New ARPA-E Projects Will Advance Efficient Buildings, Windows, Electric Grid

December 3, 2012

ARPA-E (Advanced Research Projects – Energy) has announced 66 research grants to develop transformational energy technologies. Two projects were awarded to Lawrence Berkeley National Laboratory (Berkeley Lab) researchers. Researchers from Berkeley Lab's Environmental Energy Technologies Division (EETD) will also participate in a third project awarded to the University of California, Berkeley.

Three-dimensional maps of commercial buildings improve energy efficiency

Philip Haves, leader of EETD's Simulation Research Group will lead a project to develop the sensing and computer hardware for generating physical and thermal maps of the interiors of buildings. The goal of Rapid Automated Modeling and Simulation of Existing Buildings for Energy Efficiency is to reduce the energy consumption of existing commercial buildings through computer simulation of building energy use. The project will receive up to $1.9 million in funding.

"To do this, and do it in a lot of buildings, we need better, cheaper, faster ways to generate computer models of the buildings we want to improve," says Haves. He and his team plan to produce three-dimensional indoor maps of buildings using cameras and laser scanners, transferring this data to building simulation software. The cameras and scanners will be mounted on a backpack; a person wearing the instrument package will walk through the rooms in the building to make a video of the building's interior and exterior. A computer will then turn this video into a digital model of the building.

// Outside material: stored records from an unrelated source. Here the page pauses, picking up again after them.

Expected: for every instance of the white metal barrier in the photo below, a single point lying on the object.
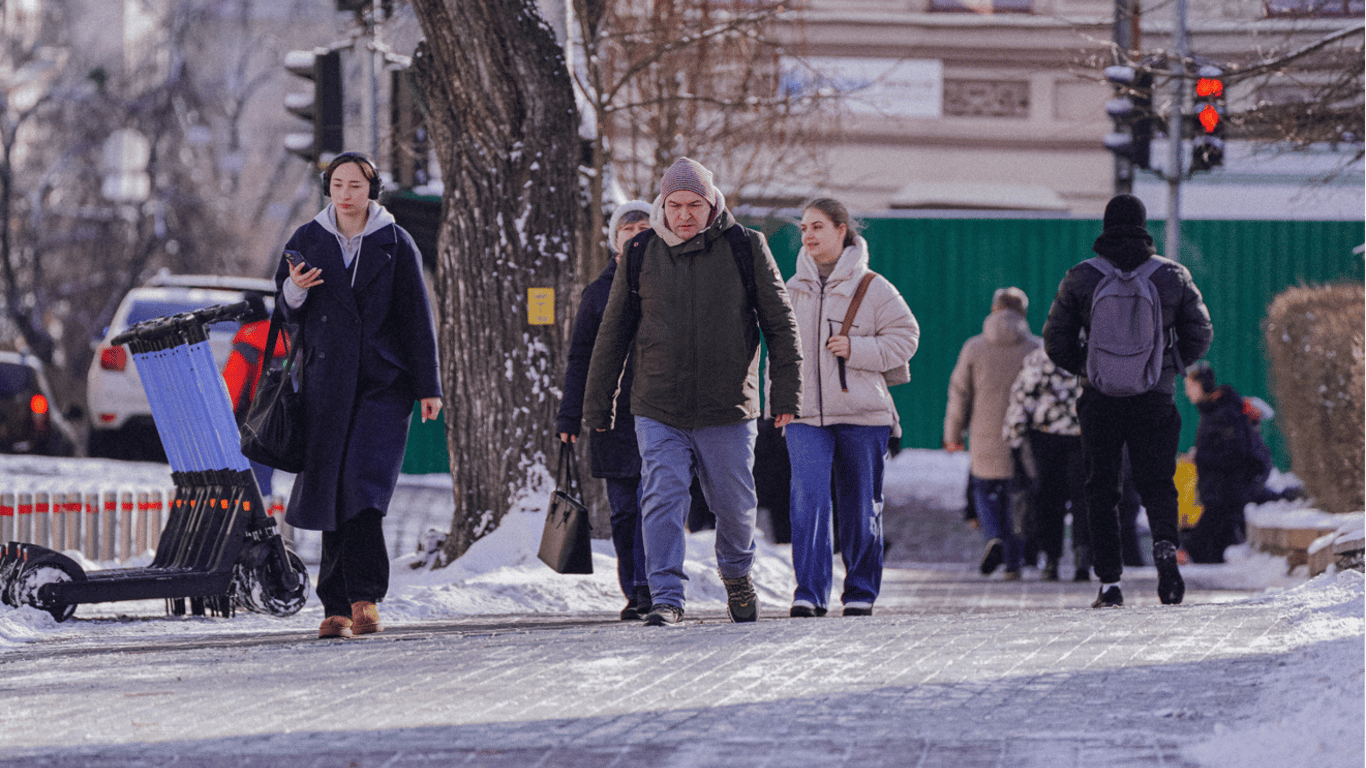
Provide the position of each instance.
(111, 525)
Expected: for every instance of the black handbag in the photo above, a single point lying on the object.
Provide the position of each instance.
(273, 432)
(566, 541)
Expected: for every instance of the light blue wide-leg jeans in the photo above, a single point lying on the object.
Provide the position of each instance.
(723, 461)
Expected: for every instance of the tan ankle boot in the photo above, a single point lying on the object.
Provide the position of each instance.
(365, 618)
(335, 626)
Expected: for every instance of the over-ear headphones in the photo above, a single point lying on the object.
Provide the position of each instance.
(359, 159)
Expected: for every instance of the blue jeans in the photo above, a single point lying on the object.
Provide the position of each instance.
(723, 461)
(854, 455)
(623, 494)
(993, 513)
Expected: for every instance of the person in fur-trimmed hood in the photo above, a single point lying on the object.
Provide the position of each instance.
(847, 410)
(1148, 422)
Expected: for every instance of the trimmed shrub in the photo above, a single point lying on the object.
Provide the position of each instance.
(1316, 338)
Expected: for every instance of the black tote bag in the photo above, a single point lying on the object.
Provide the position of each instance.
(273, 432)
(566, 543)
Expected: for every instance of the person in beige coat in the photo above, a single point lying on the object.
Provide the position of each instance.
(847, 412)
(978, 394)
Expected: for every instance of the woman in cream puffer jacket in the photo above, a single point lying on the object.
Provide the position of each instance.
(846, 422)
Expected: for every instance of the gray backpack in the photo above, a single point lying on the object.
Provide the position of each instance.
(1126, 342)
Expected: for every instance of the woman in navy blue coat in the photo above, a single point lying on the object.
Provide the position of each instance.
(358, 305)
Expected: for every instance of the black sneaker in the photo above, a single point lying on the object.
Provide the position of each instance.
(1049, 570)
(741, 600)
(993, 556)
(664, 615)
(1171, 586)
(1111, 597)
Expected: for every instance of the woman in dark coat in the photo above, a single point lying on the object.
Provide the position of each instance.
(353, 290)
(616, 458)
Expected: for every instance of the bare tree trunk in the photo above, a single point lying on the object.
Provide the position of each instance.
(506, 130)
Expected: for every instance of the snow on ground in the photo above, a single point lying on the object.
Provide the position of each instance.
(1310, 705)
(1312, 709)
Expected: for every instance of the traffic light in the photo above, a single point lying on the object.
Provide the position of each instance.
(321, 105)
(1208, 145)
(1133, 114)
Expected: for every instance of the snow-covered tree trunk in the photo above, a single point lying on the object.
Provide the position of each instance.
(504, 126)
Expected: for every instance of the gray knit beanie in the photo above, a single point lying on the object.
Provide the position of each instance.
(690, 175)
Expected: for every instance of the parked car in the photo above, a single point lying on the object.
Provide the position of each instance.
(29, 420)
(119, 416)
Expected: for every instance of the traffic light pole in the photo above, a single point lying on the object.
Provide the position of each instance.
(1172, 242)
(1126, 38)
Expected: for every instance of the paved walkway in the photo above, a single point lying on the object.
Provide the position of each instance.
(954, 671)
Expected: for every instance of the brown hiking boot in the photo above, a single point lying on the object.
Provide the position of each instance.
(365, 618)
(335, 626)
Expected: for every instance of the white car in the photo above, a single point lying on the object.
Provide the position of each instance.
(119, 414)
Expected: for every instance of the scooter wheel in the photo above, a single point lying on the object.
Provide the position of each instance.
(258, 586)
(26, 585)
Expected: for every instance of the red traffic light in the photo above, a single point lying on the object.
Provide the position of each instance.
(1209, 88)
(1209, 118)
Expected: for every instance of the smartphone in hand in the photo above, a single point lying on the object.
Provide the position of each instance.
(297, 258)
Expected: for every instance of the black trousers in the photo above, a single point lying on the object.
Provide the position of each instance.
(1150, 427)
(355, 565)
(1059, 466)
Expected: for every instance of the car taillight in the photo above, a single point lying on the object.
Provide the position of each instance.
(114, 358)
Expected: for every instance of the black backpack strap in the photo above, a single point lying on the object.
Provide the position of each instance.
(743, 253)
(634, 256)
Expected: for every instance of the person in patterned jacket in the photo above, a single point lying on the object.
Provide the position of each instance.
(1041, 422)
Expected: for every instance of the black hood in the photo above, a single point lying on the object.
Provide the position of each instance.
(1126, 248)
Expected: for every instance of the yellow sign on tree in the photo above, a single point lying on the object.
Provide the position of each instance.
(540, 306)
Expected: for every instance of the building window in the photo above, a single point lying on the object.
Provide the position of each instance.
(982, 6)
(1316, 8)
(985, 99)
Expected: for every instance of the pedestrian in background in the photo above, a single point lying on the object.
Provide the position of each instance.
(359, 309)
(1232, 463)
(1146, 422)
(614, 454)
(978, 394)
(691, 325)
(1041, 422)
(847, 410)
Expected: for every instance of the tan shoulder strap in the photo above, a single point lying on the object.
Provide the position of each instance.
(848, 321)
(855, 302)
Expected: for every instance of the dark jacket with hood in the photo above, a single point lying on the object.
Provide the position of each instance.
(1127, 246)
(614, 453)
(368, 354)
(695, 347)
(1231, 458)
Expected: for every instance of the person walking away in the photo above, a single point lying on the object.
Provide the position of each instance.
(1041, 418)
(847, 410)
(359, 309)
(689, 306)
(615, 457)
(243, 368)
(1133, 406)
(1232, 463)
(978, 392)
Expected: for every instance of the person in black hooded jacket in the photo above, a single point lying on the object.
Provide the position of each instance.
(1148, 424)
(1231, 465)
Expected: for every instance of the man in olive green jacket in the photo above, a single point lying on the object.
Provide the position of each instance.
(694, 345)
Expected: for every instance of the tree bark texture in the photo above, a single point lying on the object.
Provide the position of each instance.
(503, 120)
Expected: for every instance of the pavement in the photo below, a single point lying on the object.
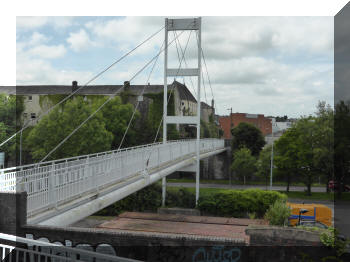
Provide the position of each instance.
(226, 186)
(233, 228)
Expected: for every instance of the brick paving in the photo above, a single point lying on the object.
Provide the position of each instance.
(181, 224)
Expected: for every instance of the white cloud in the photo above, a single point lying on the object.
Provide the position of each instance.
(37, 38)
(31, 71)
(45, 51)
(33, 22)
(269, 65)
(79, 41)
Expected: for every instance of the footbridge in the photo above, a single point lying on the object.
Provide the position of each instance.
(63, 191)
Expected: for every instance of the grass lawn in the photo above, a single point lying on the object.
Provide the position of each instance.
(227, 182)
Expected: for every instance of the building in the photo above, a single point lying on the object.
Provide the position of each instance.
(278, 129)
(184, 102)
(233, 120)
(207, 111)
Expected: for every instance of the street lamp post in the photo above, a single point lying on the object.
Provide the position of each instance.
(271, 168)
(231, 138)
(230, 121)
(271, 161)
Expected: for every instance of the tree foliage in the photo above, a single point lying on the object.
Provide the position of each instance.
(263, 164)
(249, 136)
(53, 128)
(306, 149)
(342, 143)
(11, 108)
(243, 164)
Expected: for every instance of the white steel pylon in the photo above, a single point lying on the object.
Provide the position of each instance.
(177, 25)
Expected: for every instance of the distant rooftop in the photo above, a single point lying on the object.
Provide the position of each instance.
(184, 93)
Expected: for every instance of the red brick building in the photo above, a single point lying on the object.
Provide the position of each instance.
(260, 121)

The computer simulations will allow building architects and engineers to design more energy-efficient buildings. Building simulations can help increase energy efficiency by identifying how a building is failing and what maintenance staff can do to tune up its energy-consuming systems, suggesting equipment upgrades for better energy performance, and ensuring that improvements are installed correctly and are delivering the expected energy savings.

Haves believes this technology can reduce the cost of building simulation by 30 to 40 percent, as well as the time it takes to develop a building model.

Berkeley Lab's team is collaborating with UC Berkeley Professor Avideh Zakhor, who leads the Video and Image Processing Lab in the Electrical Engineering and Computer Science Department, and Oliver Baumann of Ebert & Baumann Consulting Engineers in DC.The image processing techniques and the prototype backpack have been developed by Zakhor's group.

New electrochromic windows technology

Berkeley Lab's Molecular Foundry will receive up to $3 million in ARPA-E funding to develop low-cost coatings that control how both light and heat enter buildings through windows. The research team, led by the Foundry's Delia Milliron, will develop a new electrochromic window coating technology, which can respond to changing weather conditions by regulating the visible light and heat entering a building through its windows, reducing energy usage. The Molecular Foundry team will work with Stephen Selkowitz's Windows R&D team of EETD and with Heliotrope Technologies.

By separately tuning the incoming infrared (heat) and visible (light) components, this technology will improve the energy efficiency of buildings by reducing the need for air conditioning and electric lighting, and enhancing the comfort of occupants, by managing the visible light that enters. The goal of the project is to apply these coatings to windows using inexpensive techniques similar to spray-painting a car.

Advanced monitoring for the electric grid's distribution system

The California Institute for Energy and Environment (CIEE) at the University of California, Berkeley, will receive up to $4 million in arpa-e funding to develop a device to monitor and measure electric power data from the grid's distribution system. Alexandra von Meier, Co-Director in CIEE's Electric Grid program area is the project's principal investigator, and she will be joined by Sila Kiliccote and David Watson of the Environmental Energy Technologies Division, who will model and measure distribution lines on electric grid.

"What's innovative about this work," says Watson, "is that while there are measurements on transmission lines, no one has been making measurements on distribution lines, where renewable resources are being added. "This research will help enable more renewable power to be integrated on the grid, and it will lead to amore stable grid, less affected by the intermittency of renewable power."